What to Expect at Technical Program Manager Interviews?
It’s important to prepare for Technical Program Manager interviews based on company-specific requirements. The Technical Program Manager interview process for companies like Google
, etc., differs slightly or significantly based on the company's requirements.
For example, at Facebook, you’ll be evaluated on your technical acumen, leadership qualities, and program management abilities, and at Google, you’ll be evaluated on general cognitive ability, leadership skills, the type of projects you’ve worked on, and how much of a cultural fit you’d be at Google.
That said, the Technical Program Manager interview process generally has 3-5 rounds.

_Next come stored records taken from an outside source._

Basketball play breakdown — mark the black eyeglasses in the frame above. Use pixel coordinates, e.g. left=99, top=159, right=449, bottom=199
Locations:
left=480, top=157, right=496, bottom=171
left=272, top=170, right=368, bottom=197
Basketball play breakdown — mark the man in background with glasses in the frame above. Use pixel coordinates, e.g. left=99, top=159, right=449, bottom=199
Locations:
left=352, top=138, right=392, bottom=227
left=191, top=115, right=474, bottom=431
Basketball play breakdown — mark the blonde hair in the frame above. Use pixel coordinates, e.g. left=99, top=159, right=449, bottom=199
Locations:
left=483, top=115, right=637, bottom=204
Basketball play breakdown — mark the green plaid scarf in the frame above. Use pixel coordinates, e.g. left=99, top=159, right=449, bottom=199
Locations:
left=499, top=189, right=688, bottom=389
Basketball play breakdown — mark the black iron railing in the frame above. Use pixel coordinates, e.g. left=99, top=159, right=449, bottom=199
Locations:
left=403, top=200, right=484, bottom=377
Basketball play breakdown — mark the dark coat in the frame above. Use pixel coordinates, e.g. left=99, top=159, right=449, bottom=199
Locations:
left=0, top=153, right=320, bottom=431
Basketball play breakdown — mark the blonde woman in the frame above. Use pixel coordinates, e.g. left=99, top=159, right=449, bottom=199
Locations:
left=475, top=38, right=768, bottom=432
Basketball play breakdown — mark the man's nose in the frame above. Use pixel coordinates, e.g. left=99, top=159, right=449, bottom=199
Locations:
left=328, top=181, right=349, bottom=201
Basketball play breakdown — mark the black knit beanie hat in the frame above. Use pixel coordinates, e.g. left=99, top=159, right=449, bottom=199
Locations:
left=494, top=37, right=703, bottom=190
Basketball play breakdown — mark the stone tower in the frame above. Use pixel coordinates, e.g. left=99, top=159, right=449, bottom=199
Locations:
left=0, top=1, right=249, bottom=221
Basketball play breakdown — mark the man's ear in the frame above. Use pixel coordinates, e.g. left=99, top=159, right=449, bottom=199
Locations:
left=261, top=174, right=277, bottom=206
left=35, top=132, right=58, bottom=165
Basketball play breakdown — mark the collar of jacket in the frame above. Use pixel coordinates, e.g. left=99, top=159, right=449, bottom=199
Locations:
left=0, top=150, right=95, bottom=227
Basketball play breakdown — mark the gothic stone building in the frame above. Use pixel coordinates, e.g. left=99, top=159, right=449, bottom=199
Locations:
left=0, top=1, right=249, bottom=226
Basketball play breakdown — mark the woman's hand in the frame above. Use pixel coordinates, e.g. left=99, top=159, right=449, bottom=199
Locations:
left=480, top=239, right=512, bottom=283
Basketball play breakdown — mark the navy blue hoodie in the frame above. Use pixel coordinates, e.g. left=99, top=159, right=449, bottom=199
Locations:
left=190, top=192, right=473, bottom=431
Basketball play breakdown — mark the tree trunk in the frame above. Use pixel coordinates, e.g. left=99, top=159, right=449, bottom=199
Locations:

It starts with a recruiter phone screen that addresses your area of expertise and professional background and is heavy on behavioral questions.
Technical phone screen
Next, there’s either a technical phone interview that focuses on technical questions and technical eligibility or a phone interview where the two phone interviews are combined.
Some companies like Amazon also do a writing exercise to test your communication skills before the on-site interview.
Finally, there’s the on-site interview, which usually has 4-6 rounds, including one-on-one interviews and panel discussions. You can expect these rounds:
2-3 Technical Program Manager hard skills rounds
Expect questions on program management, metrics, hypothetical and situational process design, program sense, planning and execution of projects, and risk management.
1 technical system design/scenario round
Expect a focus on technical skills, system design principles/scenarios, discussion on common structures used in Agile projects (e.g., epics, stories, themes), the difference between Kanban and Scrum, etc., basic software domain familiarity, what happens when a request is made via an API
1-2 soft skill or behavioral rounds
These rounds focus on criteria like leadership and collaboration skills to lead cross-functional teams, conflict management, delivering results, etc. You can expect questions related to job experience, discussions on past projects, and open-ended questions to gauge whether you're a "good fit."
In some cases, if they’re unsure about an aspect or think you’re a good fit for some other team/role, they may call you again for one more interview.